Dual role of innate immune activation in cerebral small vessel disease

Cerebral small vessel disease (CSVD) is an age-related cerebrovascular disease characterized by repeated strokes and accelerated neurodegeneration. The immune inflammatory mechanism is at the core of its development. The disruption of the blood-brain barrier (BBB) instigates a state of chronic inflammation and leukocyte infiltration.
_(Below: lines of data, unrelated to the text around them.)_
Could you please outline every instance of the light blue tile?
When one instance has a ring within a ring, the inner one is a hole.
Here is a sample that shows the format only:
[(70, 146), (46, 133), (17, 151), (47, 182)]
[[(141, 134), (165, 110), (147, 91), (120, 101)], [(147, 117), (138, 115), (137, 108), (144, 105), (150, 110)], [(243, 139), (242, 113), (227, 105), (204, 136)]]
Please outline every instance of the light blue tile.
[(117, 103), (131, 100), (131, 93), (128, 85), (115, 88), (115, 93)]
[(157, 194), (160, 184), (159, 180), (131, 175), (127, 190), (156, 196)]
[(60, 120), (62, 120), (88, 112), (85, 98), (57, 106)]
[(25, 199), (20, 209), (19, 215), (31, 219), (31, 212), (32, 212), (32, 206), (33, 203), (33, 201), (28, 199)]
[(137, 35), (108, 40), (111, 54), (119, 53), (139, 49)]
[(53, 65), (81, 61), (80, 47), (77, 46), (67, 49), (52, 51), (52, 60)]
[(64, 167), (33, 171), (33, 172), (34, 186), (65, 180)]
The innate immune system is the body's primary defense against infection and may exhibit a dual role in CSVD. It has been observed that peripheral immune cells, including but not limited to neutrophils and monocytes, have the capacity to exacerbate brain inflammation. However, it is important to note that certain phenotypes may offer neuroprotection. The complement system and inflammasome represent pivotal components of innate immunity. Among them, NLRP3 may be associated with the pathogenesis of CSVD. In the central nervous system (CNS), microglia, as resident macrophages, have been shown to mediate immune responses and may acquire immune memory. Neuroinflammation is a pivotal pathological factor in CNS diseases, exerting both beneficial and harmful effects. The imaging manifestations of CSVD, including white matter hypersignal (WMH) and perivascular space (PVS), have been proven to be associated with different neuroinflammatory spectra. Advances in comprehension of the interaction between central and peripheral immune cells have yielded insights into the intricate mechanisms of CSVD, underscoring the imperative for targeted immunomodulatory interventions. It is recommended that subsequent research endeavours concentrate on elucidating the spatiotemporal dynamics of immune cell participation and identifying novel biomarkers for early diagnosis and treatment monitoring.